US

POETS’ CORNER

US
By US Desk
Fri, 10, 20

The term poetic license describes the the act by a writer or poet of changing facts or rules to make a story or poem more interesting or effective...


Thoughts

By Sidra Nasir

It reminds me of hope,

It left me in despair,

It makes me strong,

It makes me afraid,

In night’s crown,

In day’s slavery

In summer warmth

In autumn rain,

Meandering thoughts,

Follow my way

Every second of every day.

Hope

By Momina Hassan

Perhaps a single lantern may light the dark

Amidst cacophony of howls and barks

Perhaps a single melody may lead the path

Brace the warrior within yourself

Perhaps words cling onto dwell

Before the shades of silence fall

Perhaps now lift the curtains of melancholic chaos

Look upon the shards of glass

Perhaps the veils of facade

May hark the sirens of hope

Words are betrayals

By Faiza Nasir

From imagined fantasies,

To un-imagined truths

They are romanticized

They hurt us

They heal us

They steal us from us

Then, in melancholic retrospect,

They laugh on us

And leave our hearts abandoned awakened

Poetic license

The term poetic license describes the the act by a writer or poet of changing facts or rules to make a story or poem more interesting or effective.

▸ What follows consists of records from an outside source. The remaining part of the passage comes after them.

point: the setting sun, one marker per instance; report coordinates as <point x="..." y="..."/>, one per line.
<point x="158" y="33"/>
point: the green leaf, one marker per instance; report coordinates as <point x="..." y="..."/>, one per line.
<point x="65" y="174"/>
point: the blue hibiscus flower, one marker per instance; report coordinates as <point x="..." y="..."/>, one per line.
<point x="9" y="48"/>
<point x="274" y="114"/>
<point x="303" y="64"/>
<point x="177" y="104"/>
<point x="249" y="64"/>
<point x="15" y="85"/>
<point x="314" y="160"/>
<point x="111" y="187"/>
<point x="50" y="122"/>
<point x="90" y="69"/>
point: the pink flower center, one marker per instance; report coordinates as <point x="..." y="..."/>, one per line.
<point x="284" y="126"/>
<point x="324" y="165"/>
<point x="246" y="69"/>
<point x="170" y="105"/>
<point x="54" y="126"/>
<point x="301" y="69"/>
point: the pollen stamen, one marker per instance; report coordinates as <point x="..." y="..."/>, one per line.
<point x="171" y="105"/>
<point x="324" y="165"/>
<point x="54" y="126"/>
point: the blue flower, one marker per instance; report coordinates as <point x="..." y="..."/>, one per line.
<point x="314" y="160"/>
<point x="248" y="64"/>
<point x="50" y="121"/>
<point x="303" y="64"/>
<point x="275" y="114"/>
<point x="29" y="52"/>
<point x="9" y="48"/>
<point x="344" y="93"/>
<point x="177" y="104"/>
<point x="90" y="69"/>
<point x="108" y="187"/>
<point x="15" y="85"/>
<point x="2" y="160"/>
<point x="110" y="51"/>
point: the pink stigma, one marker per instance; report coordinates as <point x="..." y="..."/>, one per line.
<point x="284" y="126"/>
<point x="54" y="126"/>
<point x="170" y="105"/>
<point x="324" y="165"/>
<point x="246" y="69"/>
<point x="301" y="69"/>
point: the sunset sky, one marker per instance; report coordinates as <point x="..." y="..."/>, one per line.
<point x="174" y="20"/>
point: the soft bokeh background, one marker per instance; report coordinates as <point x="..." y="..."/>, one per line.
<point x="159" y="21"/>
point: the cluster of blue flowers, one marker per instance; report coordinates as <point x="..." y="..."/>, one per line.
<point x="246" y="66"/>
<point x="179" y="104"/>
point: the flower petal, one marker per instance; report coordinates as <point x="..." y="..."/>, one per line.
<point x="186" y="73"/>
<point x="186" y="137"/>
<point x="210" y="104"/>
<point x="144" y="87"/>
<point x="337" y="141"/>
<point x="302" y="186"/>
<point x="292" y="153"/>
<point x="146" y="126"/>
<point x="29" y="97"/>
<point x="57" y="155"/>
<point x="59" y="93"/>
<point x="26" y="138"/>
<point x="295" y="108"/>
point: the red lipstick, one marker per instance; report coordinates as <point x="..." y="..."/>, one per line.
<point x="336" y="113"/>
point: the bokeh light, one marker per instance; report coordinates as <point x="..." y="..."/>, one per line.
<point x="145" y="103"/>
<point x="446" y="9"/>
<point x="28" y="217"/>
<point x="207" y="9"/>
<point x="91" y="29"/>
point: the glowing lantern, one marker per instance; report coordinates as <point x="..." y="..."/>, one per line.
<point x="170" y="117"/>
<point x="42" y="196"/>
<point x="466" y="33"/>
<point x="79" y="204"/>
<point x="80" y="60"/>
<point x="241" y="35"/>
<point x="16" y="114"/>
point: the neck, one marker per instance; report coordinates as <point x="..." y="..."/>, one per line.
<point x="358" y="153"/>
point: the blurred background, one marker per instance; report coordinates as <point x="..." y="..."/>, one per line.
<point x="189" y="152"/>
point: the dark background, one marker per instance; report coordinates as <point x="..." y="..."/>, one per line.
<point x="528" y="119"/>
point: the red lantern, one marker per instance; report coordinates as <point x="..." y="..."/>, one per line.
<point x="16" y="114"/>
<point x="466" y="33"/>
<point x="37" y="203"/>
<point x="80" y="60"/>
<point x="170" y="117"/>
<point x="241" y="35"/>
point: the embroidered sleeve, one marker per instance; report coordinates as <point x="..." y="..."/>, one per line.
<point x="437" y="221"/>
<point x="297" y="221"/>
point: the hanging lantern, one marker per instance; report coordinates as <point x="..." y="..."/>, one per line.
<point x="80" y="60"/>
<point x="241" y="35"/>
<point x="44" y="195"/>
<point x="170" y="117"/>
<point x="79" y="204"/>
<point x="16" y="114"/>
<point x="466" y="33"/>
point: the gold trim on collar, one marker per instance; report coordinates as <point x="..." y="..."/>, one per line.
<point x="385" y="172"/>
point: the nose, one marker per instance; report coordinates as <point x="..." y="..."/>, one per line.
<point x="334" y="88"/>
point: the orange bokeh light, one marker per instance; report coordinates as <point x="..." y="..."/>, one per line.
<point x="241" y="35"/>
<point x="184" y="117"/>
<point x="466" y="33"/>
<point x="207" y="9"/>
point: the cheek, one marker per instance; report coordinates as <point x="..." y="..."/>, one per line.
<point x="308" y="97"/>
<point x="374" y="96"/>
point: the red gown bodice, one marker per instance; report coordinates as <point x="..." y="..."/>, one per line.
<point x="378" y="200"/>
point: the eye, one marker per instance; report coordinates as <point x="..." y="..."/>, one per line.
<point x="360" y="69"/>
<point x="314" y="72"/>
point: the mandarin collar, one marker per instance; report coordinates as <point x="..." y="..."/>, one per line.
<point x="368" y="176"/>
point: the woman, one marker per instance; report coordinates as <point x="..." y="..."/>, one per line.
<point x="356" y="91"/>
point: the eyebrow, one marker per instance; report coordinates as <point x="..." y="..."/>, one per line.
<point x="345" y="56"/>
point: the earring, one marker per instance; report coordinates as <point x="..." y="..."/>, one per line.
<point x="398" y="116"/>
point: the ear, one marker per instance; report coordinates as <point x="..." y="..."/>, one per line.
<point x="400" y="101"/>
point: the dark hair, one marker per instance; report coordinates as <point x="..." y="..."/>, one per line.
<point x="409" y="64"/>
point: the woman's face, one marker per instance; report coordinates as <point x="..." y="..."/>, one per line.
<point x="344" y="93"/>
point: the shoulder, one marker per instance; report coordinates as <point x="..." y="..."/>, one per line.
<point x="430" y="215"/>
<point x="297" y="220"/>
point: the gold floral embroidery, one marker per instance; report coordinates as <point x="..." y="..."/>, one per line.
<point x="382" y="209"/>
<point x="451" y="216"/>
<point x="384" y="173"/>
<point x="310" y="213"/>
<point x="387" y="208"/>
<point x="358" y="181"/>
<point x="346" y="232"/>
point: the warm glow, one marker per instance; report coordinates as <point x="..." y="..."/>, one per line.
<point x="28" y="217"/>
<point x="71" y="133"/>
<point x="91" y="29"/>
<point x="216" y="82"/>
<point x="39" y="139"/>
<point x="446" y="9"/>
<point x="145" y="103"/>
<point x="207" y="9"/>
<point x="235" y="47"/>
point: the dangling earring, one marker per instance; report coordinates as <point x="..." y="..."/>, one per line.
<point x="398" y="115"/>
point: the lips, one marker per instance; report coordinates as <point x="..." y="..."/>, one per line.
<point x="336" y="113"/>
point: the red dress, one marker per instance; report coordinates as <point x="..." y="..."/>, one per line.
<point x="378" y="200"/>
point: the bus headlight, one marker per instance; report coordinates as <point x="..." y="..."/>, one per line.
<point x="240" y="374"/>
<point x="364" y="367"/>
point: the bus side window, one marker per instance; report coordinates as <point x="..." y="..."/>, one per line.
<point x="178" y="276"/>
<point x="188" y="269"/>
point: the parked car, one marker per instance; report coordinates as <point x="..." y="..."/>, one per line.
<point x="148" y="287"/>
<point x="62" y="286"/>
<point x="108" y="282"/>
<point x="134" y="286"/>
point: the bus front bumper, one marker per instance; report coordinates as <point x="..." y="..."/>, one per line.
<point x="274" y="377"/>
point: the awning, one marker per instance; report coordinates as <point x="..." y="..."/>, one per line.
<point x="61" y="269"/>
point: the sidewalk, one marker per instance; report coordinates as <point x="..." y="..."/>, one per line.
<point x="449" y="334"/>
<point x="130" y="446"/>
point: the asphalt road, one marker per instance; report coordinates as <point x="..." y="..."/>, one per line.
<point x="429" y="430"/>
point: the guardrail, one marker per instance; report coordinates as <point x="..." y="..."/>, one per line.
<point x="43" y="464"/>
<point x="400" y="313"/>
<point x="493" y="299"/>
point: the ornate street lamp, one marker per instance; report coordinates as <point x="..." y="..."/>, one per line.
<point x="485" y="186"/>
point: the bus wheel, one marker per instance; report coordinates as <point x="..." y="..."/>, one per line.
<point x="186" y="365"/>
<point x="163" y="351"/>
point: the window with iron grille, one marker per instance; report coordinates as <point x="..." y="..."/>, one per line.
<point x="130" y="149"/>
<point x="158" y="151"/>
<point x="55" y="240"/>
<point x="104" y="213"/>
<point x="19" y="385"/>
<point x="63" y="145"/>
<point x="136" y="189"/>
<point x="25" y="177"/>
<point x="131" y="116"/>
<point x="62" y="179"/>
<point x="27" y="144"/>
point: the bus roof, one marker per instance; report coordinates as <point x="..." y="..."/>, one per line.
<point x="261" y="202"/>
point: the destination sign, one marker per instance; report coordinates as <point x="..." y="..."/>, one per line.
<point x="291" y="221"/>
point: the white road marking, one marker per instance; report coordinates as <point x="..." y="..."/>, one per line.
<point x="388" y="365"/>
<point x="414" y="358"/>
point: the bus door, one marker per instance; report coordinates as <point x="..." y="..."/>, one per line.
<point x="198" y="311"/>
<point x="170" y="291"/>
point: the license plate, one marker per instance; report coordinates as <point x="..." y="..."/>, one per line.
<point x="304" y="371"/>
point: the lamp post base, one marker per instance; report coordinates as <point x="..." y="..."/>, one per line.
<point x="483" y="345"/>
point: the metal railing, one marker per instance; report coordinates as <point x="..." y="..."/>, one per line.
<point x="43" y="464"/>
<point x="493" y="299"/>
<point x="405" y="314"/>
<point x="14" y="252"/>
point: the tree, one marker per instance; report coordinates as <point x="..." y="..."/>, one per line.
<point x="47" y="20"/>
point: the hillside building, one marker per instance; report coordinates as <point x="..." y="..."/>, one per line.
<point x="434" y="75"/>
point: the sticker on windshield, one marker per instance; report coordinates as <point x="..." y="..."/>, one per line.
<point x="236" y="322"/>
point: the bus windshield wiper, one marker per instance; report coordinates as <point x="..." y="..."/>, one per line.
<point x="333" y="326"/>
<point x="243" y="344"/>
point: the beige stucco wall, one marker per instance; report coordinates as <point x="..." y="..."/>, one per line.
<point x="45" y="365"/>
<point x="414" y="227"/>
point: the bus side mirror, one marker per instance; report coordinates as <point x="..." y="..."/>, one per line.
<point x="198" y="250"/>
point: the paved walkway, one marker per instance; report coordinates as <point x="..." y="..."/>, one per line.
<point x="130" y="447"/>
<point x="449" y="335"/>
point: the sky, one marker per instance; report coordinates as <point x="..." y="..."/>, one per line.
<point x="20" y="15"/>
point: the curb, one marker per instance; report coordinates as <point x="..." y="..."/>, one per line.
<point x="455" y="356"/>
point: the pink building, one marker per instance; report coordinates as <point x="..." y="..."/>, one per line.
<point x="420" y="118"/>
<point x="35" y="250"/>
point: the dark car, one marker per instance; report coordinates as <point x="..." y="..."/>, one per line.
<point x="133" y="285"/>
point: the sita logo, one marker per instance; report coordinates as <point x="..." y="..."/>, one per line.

The term itself comes from Latin. Poetic derives from the Latin poeta, which means “poet” or “maker.” License comes from the Latin licentia, which means “to be permitted.” Basically, poetic license involves the departure of facts or even rules for language in order to create a different effect, usually dramatic, for a piece of work or speech.

The opening stanza of Percy Bysshe Shelley’s famous poem ‘To a Skylark’ is a good example of poetic license. It suggests that the skylark has flown almost all the way up to heaven. Shelley takes even more poetic license by claiming that the skylark is a spirit and not a bird.

Hail to thee, blithe Spirit!

Bird thou never wert,

That from heaven, or near it

Pourest thy full heart

In profuse strains of unpremeditated art.